Cuando lo global impacta lo local
La leche que se usa en la elaboración de queso es su mayoría es de origen importado, principalmente desde Estados Unidos. Esto hace que la producción local esté expuesta a factores externos como el comportamiento del comercio internacional, la logística y las condiciones del mercado.
En ese escenario, lo que ocurre fuera del país puede terminar influyendo en los costos que enfrentan los productores.
En términos generales, y debido a diversos factores, el precio de la leche en polvo ha registrado un incremento importante, llegando en algunos casos a casi duplicarse en el último año.
Política comercial: entre Estados Unidos y México
El incremento en los insumos coincide con un contexto más amplio de cambios en la política comercial. Durante la administración de Donald Trump, Estados Unidos reforzó una política basada en la protección de su mercado interno, utilizando aranceles y otras medidas como herramientas en el comercio internacional.
En paralelo, el gobierno mexicano respondió con ajustes en su política de importación. De acuerdo con el Decreto publicado en el Diario Oficial de la Federación el 31 de diciembre de 2025, se eliminó la exención arancelaria a diversos productos de la canasta básica, incluida la leche en polvo, medida que había sido implementada de forma temporal para contener la inflación.
Según el propio documento, esta decisión forma parte de una reorientación de la política económica para fortalecer el mercado interno y reducir la dependencia de importaciones.
En este contexto, y junto con otros factores como la intermediación, el origen del producto y los costos logísticos, el precio de la leche en polvo (insumo base en la producción) ha registrado incrementos relevantes. Productores refieren que anteriormente se encontraba en niveles más bajos, mientras que actualmente se ubica en rangos considerablemente mayores, llegando en algunos casos a casi duplicarse.
Una producción que depende de múltiples variables
La elaboración de queso no responde a un solo elemento. Depende de la calidad de la leche, la disponibilidad de insumos, el clima y otros factores que influyen en el rendimiento.
En temporada de calor, por ejemplo, los costos asociados a la producción de leche pueden incrementarse, lo que agrega presión a la cadena.
A esto se suma la dependencia de insumos importados, lo que introduce una variable adicional: la producción local deja de depender únicamente de lo que ocurre en la región.
Esto implica que, además de los factores locales, los costos de producción están ligados a un entorno más amplio donde influyen decisiones comerciales, disponibilidad de insumos y condiciones del mercado internacional.
Mantener el precio, la decisión local
A pesar de este contexto, los productores han optado por mantener el precio al consumidor para que siga siendo accesible en la región.
Esta decisión implica absorber presiones y operar con márgenes más ajustados, en una actividad que además genera empleo y forma parte de la economía local.
El reto no es menor: sostener la producción sin trasladar el impacto al consumidor.
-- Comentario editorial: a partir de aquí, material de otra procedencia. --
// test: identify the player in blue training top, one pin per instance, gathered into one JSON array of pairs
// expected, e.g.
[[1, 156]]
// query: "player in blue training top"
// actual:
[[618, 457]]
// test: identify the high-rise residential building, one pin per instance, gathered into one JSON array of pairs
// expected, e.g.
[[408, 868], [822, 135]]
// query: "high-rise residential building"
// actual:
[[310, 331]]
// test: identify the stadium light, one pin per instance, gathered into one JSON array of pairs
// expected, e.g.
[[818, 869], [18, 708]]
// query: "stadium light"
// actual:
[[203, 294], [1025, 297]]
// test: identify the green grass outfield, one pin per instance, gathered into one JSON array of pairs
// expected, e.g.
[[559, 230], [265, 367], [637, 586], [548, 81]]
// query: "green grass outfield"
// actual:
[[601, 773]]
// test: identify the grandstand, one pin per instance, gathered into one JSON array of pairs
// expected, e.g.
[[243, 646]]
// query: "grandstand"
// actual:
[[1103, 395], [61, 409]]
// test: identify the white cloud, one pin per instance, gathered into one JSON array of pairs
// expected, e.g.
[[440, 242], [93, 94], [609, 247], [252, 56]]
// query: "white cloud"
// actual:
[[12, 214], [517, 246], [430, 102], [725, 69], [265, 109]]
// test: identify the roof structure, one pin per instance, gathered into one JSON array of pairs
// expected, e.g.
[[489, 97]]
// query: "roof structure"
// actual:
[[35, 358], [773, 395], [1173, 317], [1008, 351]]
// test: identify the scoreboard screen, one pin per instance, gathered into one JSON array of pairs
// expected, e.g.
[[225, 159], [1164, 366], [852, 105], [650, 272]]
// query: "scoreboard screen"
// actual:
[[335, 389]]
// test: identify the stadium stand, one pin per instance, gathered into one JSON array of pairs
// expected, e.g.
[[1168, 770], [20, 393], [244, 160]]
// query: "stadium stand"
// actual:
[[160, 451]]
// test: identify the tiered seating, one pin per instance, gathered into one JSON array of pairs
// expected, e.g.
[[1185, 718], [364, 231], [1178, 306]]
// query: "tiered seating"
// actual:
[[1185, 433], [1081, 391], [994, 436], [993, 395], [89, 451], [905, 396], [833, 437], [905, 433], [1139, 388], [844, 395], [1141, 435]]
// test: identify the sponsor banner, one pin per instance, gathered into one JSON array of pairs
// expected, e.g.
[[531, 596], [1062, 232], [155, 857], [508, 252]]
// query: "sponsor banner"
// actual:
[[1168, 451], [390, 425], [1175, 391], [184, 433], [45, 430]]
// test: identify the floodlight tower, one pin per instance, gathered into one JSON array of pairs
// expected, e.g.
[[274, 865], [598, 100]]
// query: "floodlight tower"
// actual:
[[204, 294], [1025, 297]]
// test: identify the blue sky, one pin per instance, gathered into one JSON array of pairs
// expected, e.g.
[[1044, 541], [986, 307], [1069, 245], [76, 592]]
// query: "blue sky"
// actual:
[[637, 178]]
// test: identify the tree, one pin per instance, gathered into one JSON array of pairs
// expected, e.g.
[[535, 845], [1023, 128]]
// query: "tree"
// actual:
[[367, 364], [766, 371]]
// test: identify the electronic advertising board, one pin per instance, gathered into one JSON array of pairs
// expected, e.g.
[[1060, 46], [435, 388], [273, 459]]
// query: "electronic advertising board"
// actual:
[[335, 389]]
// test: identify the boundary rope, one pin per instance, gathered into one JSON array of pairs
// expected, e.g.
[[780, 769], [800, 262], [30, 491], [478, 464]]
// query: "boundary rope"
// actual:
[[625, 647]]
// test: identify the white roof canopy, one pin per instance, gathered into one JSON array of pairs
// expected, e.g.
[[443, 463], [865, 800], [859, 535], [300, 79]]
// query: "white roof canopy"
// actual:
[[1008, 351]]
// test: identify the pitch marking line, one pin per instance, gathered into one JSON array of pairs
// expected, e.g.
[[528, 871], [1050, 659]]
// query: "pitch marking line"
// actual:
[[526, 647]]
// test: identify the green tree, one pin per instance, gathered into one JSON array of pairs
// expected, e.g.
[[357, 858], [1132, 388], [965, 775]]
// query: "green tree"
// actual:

Más que un precio, una relación global
Lo que ocurre en Tamalín no es solo una historia local. Es un reflejo de cómo decisiones de política exterior, cambios en el comercio y ajustes económicos pueden tener efectos en economías pequeñas.
No se trata de un solo factor, sino de una combinación de elementos que terminan conectando lo global con lo local.
En resumen
El queso se mantiene… pero su costo ya no se decide solo en Tamalín.